London’s Metropolitan Police have opened an investigation after British Olympic great Mo Farah made stunning revelations he was illegally trafficked into Britain as a child.
The 39-year-old Somalia-born athlete – who won double Olympic gold for his adopted country at both the 2012 and 2016 Games – revealed in a BBC documentary this week his real name is Hussain Abdi Kahin.
He said that he was forced to work in domestic servitude after entering the country aged eight or nine.
He was not allowed to go to school until the age of 12.
“Deciding to speak out and making the film has been a difficult and emotional journey, as I didn’t fully understand what had happened to me,” Farah said about the documentary The Real Mo Farah in a post on Instagram. “But, now that my twins have reached the aged I was when I came here, I felt it was the right time to ask these questions and discover more about my childhood.”

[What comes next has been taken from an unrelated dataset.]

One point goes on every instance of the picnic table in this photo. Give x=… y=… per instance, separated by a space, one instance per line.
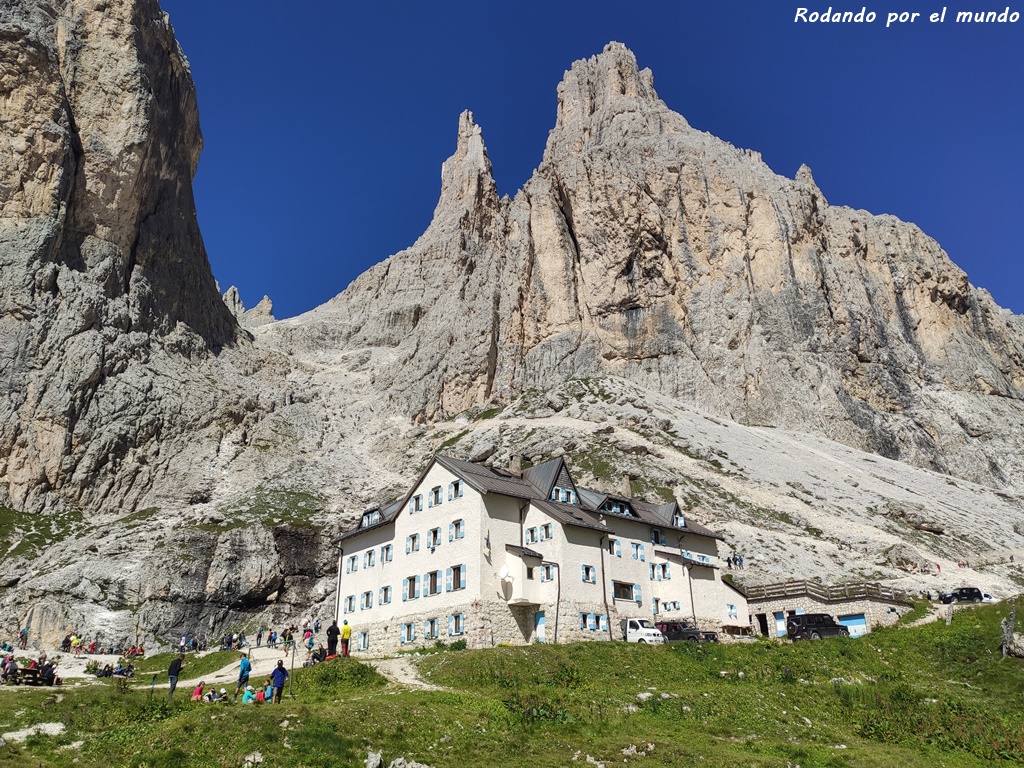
x=30 y=677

“We are aware of reports in the media concerning Sir Mo Farah,” said the Metropolitan Police in a statement yesterday. “No reports have been made to the MPS (Metropolitan Police Service) at this time. Specialist officers have opened an investigation and are currently assessing the available information.”

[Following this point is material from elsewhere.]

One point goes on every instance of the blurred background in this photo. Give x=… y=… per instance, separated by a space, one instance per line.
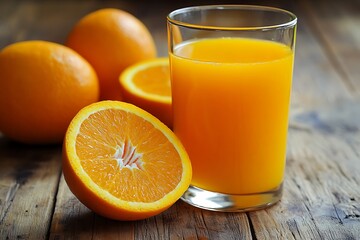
x=52 y=20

“Where offences are reported in the media which are deemed significant public interest and there is no cause to disbelieve then the Met can create a crime report,” the statement said.

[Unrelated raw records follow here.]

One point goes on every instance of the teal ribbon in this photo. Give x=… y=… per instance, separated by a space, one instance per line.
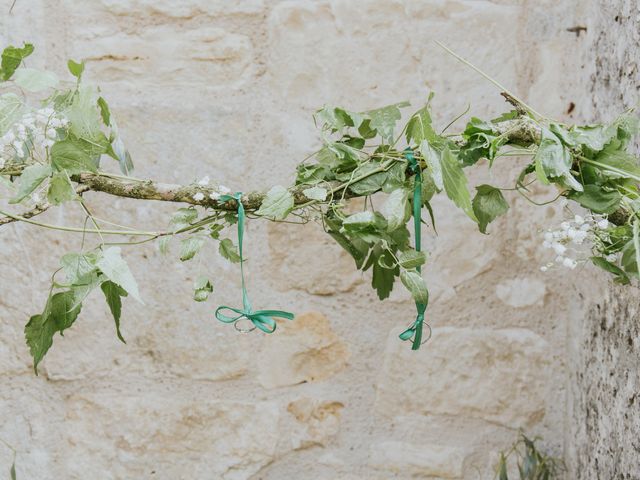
x=415 y=330
x=262 y=319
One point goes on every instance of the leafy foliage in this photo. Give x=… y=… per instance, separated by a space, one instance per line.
x=57 y=146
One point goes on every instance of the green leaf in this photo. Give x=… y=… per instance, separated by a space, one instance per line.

Farah was helped to obtain UK citizenship by his physical education teacher at school, Alan Watkinson, while still using the assumed name Mohamed Farah given to him by a woman who trafficked him to Britain.
On Wednesday, Farah was assured by the British government he would not be stripped of his citizenship, with a spokesman for Prime Minister Boris Johnson describing him as “a sporting hero”.
Rather than moving to the UK as a refugee from Somalia with his mother and two of his brothers to join his IT consultant father as previously claimed, Farah said he came from Djibouti with the woman he had never met, and then made to look after another family’s children.
In fact, he said, his father was killed in civil unrest in Somalia when Farah was aged four and his mother, Aisha, and two brothers live in the breakaway state of Somaliland.
His cousin Harun Aden – who also lives in Somaliland – told The Times that Farah’s father Abdi, a farmer, had been killed by shrapnel from a bazooka and the youngster had been sent to live with an uncle in Djibouti.
“Mo was very young and could not work and it was a time of poverty and war,” said Aden. “He was sent to Djibouti to save his life and help his family because they could not care for him.”
Aden says he calls Farah by his birth name Hussain: “Mo is like his nickname to us.”
Aden – a father of nine who was left disabled after being shot – says Farah has looked after his closest family, paying for their houses with the money he has made during his stellar career.
“He supports his mother and siblings,” said Aden. “I haven’t had any money from him but I am not upset about that. He has worked very hard for what he has and it is enough for me that he helps others who need it more.”